In der Folgezeit verschärften sich die Gegensätze innerhalb Europas weiter. Über Nordrussland bildete sich nach und nach ein Kältepol aus, etwa ab dem 10. Dezember wurden hier Temperaturen unter minus 40 Grad registriert, während vom Atlantik milde Luft nach Frankreich und weiter in große Teile Deutschlands gelangte. Vom 15. bis zum 17. Dezember verlagerte sich die Luftmassengrenze von Dänemark und dem Ostseeraum langsam südwärts über Deutschland hinweg, allerdings ohne spektakuläre Wettererscheinungen. Die eingeflossene Kaltluft kam schnell unter Hochdruckeinfluss. Die Tiefdrucktätigkeit auf dem Atlantik erlahmte vorübergehend, nahm aber ab dem 22. wieder an Fahrt auf. Zum 24. Dezember herrschte dann in Deutschland eine mäßig kalte südöstliche Strömung, allerdings ließ eine Warmfront die Temperaturen am Abend im Westen deutlich über den Gefrierpunkt steigen.

Über die Weihnachtsfeiertage baute sich auf dem Atlantik eine so genannte südliche Westlage auf, mit der atlantische Tiefdruckgebiete auf recht südlicher Bahn ostwärts zogen. Eines dieser Tiefs erreichte am 25. die südliche Nordsee. Am Rande des Tiefs setzte sich in fast ganz Deutschland eine südwestliche Strömung durch. Lediglich auf der Insel Sylt hielt noch Südostwind an. Dabei stiegen die Temperaturen erheblich an, am stärksten im Oberrheingebiet in Freiburg, wo am Vormittag 12 Grad gemessen wurden. Über Nordeuropa fiel der Luftdruck an diesem Montag verbreitet. Das war auf die starke Entwicklung eines von Spitzbergen nach Südosten gezogenen Tiefdruckwirbels zurückzuführen, der mit einem Kerndruck von fast 990 Hektopascal am Morgen zwischen Nordural und der Insel Nowaja Semlja angekommen war. Nach den Bodenvorhersagekarten sollte er sich nur noch wenig nach Osten, dafür stärker nach Süden ausbreiten. Dazu passt auch der starke Vorstoß eines Höhentroges mit sehr kalter Luft von Nordeuropa, der an diesem Tag am stärksten in der 3-Tages-Vorhersage aus Offenbach ausgeprägt war. Er sollte zu diesem Zeitpunkt (Donnerstag, 28.12.) bereits Berlin erfassen.

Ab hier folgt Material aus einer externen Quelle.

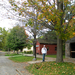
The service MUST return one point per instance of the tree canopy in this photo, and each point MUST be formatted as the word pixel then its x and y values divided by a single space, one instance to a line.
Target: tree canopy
pixel 17 38
pixel 3 34
pixel 58 15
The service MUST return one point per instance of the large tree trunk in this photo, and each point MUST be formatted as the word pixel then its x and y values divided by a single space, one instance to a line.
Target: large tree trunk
pixel 34 46
pixel 59 50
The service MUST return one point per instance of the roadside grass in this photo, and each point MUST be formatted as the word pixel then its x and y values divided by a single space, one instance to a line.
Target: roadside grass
pixel 22 58
pixel 53 56
pixel 52 68
pixel 12 54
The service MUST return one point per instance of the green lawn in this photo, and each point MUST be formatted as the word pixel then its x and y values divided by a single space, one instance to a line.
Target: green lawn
pixel 53 56
pixel 23 58
pixel 12 54
pixel 52 68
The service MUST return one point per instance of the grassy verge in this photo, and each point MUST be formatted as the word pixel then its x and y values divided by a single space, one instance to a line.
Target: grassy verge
pixel 12 54
pixel 22 58
pixel 52 68
pixel 53 56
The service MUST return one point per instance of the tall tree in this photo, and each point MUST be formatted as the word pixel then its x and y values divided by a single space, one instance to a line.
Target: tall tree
pixel 3 34
pixel 53 15
pixel 16 39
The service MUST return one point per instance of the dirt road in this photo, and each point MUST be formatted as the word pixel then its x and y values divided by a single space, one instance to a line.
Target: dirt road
pixel 8 67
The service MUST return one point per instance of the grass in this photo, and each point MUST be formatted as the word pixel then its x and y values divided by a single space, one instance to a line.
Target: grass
pixel 12 54
pixel 53 56
pixel 52 68
pixel 22 58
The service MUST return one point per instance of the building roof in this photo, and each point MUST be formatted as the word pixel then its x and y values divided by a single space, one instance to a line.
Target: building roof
pixel 71 40
pixel 44 41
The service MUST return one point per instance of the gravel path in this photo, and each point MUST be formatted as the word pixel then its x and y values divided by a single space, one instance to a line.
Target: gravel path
pixel 8 67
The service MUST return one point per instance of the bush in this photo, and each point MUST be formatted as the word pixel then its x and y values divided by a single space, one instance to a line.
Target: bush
pixel 28 52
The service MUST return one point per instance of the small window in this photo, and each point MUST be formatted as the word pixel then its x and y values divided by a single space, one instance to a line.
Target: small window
pixel 47 48
pixel 55 48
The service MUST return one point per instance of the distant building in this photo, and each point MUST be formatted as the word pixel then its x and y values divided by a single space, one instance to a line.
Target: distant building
pixel 50 45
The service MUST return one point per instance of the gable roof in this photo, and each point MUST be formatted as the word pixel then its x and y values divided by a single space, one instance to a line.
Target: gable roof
pixel 71 40
pixel 44 41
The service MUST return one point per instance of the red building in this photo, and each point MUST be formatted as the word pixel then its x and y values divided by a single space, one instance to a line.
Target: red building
pixel 50 45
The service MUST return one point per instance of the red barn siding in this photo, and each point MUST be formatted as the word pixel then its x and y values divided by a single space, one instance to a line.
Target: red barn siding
pixel 50 46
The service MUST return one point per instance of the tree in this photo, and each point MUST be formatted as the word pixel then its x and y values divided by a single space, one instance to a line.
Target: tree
pixel 49 35
pixel 17 38
pixel 53 15
pixel 3 34
pixel 32 23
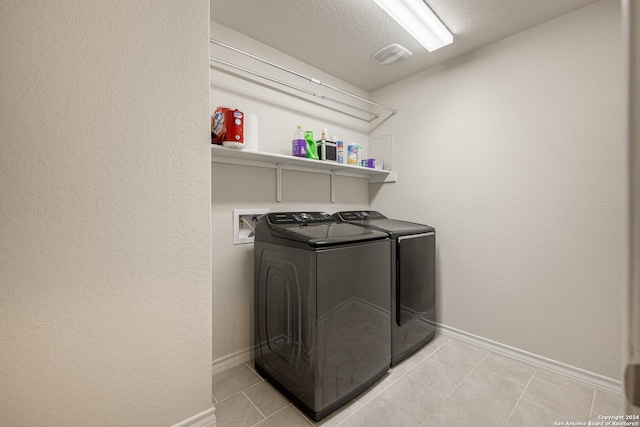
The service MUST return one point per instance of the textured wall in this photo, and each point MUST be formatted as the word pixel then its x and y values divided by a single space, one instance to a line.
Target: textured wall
pixel 514 154
pixel 248 187
pixel 104 200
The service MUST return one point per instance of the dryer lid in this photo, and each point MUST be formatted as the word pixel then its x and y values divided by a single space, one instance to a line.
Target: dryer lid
pixel 377 221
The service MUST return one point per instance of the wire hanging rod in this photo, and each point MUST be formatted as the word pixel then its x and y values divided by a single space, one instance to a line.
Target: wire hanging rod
pixel 297 74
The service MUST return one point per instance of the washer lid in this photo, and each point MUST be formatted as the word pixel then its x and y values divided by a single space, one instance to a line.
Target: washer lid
pixel 318 229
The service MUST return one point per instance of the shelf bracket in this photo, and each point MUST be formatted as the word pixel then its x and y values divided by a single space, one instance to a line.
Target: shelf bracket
pixel 333 186
pixel 279 182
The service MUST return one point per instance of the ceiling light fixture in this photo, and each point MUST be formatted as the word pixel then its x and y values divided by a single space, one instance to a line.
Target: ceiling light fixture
pixel 419 21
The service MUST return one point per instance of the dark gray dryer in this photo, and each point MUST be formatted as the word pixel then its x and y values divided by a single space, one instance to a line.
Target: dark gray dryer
pixel 413 278
pixel 322 312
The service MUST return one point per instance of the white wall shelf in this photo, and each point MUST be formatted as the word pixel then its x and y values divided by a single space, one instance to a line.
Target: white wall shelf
pixel 279 162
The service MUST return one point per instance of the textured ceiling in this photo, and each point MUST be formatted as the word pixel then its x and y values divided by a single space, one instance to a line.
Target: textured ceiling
pixel 339 36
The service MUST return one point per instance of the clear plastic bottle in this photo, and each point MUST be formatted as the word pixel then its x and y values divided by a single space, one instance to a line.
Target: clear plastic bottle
pixel 299 144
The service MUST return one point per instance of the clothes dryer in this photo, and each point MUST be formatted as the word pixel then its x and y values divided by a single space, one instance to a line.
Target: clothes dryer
pixel 413 278
pixel 322 311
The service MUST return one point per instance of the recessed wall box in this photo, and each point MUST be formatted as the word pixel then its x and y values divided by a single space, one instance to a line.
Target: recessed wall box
pixel 244 222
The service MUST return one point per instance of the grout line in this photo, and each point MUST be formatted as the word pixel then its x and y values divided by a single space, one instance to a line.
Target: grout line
pixel 593 403
pixel 465 378
pixel 301 414
pixel 520 398
pixel 254 405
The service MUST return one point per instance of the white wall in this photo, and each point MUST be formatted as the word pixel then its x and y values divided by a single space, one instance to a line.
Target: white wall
pixel 514 153
pixel 279 111
pixel 105 264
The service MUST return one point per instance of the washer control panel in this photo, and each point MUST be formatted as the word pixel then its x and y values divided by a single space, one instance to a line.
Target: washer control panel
pixel 299 217
pixel 360 215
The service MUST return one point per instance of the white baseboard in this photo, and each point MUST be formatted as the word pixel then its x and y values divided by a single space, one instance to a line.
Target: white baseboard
pixel 231 360
pixel 206 418
pixel 595 380
pixel 591 378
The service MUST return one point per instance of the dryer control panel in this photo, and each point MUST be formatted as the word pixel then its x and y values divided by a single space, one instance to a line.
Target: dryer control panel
pixel 280 218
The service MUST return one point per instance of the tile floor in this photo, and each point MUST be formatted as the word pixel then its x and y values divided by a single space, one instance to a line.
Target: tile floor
pixel 447 383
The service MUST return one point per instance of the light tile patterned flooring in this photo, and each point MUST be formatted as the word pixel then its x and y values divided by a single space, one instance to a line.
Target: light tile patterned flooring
pixel 447 383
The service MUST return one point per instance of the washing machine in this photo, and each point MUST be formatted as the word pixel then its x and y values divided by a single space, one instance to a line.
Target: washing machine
pixel 322 313
pixel 413 279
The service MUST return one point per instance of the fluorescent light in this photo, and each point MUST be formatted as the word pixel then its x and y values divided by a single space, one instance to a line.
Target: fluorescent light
pixel 419 21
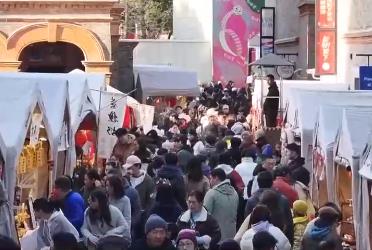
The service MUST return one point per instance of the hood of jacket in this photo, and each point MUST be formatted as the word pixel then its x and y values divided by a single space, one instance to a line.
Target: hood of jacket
pixel 170 172
pixel 186 216
pixel 225 188
pixel 319 233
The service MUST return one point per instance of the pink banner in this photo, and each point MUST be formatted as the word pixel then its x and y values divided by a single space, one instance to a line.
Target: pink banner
pixel 234 24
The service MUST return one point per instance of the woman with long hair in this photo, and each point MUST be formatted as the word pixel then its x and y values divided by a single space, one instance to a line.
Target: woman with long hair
pixel 117 197
pixel 194 178
pixel 102 220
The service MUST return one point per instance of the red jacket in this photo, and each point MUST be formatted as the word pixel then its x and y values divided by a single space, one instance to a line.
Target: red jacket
pixel 281 185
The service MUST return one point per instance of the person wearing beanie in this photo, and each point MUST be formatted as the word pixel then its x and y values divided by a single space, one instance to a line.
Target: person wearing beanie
pixel 229 245
pixel 186 240
pixel 264 241
pixel 300 221
pixel 321 229
pixel 156 236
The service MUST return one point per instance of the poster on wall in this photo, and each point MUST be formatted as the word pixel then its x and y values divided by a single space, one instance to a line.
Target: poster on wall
pixel 326 52
pixel 267 31
pixel 234 23
pixel 111 118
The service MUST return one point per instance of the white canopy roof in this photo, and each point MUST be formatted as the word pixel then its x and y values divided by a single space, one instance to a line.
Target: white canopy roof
pixel 18 99
pixel 155 80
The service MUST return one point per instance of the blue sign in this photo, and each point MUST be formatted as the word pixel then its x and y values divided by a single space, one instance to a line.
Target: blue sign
pixel 365 77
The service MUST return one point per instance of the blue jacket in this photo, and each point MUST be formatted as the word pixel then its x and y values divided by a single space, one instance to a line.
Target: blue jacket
pixel 73 209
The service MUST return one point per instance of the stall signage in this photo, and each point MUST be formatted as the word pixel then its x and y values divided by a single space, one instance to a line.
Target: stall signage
pixel 326 13
pixel 111 118
pixel 365 77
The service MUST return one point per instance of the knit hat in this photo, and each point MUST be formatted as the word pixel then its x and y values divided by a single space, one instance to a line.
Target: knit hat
pixel 262 240
pixel 187 234
pixel 153 222
pixel 300 207
pixel 229 245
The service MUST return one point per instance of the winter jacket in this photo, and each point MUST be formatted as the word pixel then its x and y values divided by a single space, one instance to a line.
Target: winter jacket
pixel 123 204
pixel 235 179
pixel 73 209
pixel 282 186
pixel 299 225
pixel 204 224
pixel 286 213
pixel 142 245
pixel 135 203
pixel 247 244
pixel 118 226
pixel 222 203
pixel 245 170
pixel 201 186
pixel 271 105
pixel 314 234
pixel 175 176
pixel 145 187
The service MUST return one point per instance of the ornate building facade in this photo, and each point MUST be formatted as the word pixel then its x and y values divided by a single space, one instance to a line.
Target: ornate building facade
pixel 58 36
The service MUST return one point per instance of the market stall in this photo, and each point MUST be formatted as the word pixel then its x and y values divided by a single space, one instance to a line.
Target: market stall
pixel 327 124
pixel 25 132
pixel 350 190
pixel 154 80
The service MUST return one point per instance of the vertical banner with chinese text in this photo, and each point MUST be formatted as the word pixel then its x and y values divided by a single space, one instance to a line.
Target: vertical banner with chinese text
pixel 111 118
pixel 326 40
pixel 234 23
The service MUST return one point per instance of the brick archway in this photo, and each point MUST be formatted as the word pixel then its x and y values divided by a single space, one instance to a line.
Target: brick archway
pixel 95 58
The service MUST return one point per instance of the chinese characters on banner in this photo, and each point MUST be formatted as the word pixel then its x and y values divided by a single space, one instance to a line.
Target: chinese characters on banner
pixel 111 118
pixel 326 42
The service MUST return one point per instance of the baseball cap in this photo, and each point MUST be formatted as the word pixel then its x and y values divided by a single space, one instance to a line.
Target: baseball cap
pixel 131 160
pixel 294 147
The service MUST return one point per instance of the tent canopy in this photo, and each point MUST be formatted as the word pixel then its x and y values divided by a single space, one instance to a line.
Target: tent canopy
pixel 154 80
pixel 271 60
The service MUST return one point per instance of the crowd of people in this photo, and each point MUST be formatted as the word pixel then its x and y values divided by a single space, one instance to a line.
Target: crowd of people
pixel 199 180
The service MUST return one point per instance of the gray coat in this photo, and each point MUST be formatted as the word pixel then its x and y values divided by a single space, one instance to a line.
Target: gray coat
pixel 222 203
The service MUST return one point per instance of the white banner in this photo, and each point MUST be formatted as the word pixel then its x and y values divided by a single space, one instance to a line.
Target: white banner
pixel 111 118
pixel 35 128
pixel 146 117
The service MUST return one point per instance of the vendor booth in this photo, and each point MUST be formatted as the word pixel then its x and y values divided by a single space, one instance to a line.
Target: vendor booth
pixel 327 124
pixel 27 139
pixel 350 189
pixel 154 80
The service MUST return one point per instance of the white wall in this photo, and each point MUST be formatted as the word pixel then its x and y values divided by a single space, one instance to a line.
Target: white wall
pixel 193 19
pixel 191 55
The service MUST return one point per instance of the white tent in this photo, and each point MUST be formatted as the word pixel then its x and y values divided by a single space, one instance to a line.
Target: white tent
pixel 351 140
pixel 325 132
pixel 156 80
pixel 307 105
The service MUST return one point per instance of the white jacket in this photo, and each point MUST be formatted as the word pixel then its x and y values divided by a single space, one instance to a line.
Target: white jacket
pixel 247 244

Die Entwicklung ab dem folgenden Tag, dem Dienstag (26.12.) sehen Sie links dargestellt. Hier finden Sie die entsprechenden Bodenkarten wieder. An diesem Tag befand sich der Norden Dänemarks weiter in der Frostluft. Über dem südlichen Schweden und dem Nordteil Jütlands kam es weiterhin zu anhaltenden Schneefällen. Inzwischen hatte sich von den Azoren über die Britischen Inseln bis zur Ostsee eine Tiefdruckrinne gebildet, die immer wieder Nachschub durch neue Randtiefs erhalten sollte. Damit dauerte der Zustrom milder Luft von Westen her nach Deutschland weiter an. Für die nächsten 48 Stunden zeigten die einzelnen Wetterdienste sehr unterschiedliche Entwicklungen, doch wurde überwiegend von einer Verlagerung der Luftmassengrenze zum Donnerstag ins nördliche Deutschland ausgegangen.

Mittwoch, 27.12., hier der Originaltext der Berliner Wetterkarte: "Der ostatlantische Tiefdruckwirbel "C" verstärkte sich auf einen Kerndruck unter 970 mbar südwestlich von Irland. Er lenkt auf seiner Vorderseite sehr milde subtropische Meeresluft nordwärts, in der heute morgen im Baskenland 17 Grad gemessen wurden. Heute mittag stieg auch in Ostfrankreich die Temperatur örtlich bis nahe 15 Grad. Infolge verbreiteten Luftdruckfalls über Westeuropa stellt sich über Deutschland wieder eine südwestliche Strömung ein, mit der morgen die über Norddeutschland verlaufende Luftmassengrenze zumindest vorübergehend wieder nordwärts wandert. Nach den numerischen Höhenvorhersagekarten wandert aber der zu den Britischen Inseln und der Nordsee weisende Hochkeil unter erheblicher Abschwächung rasch ostwärts, und die amerikanischen Karten zeigen am Sonnabend einen Trog über Mitteleuropa.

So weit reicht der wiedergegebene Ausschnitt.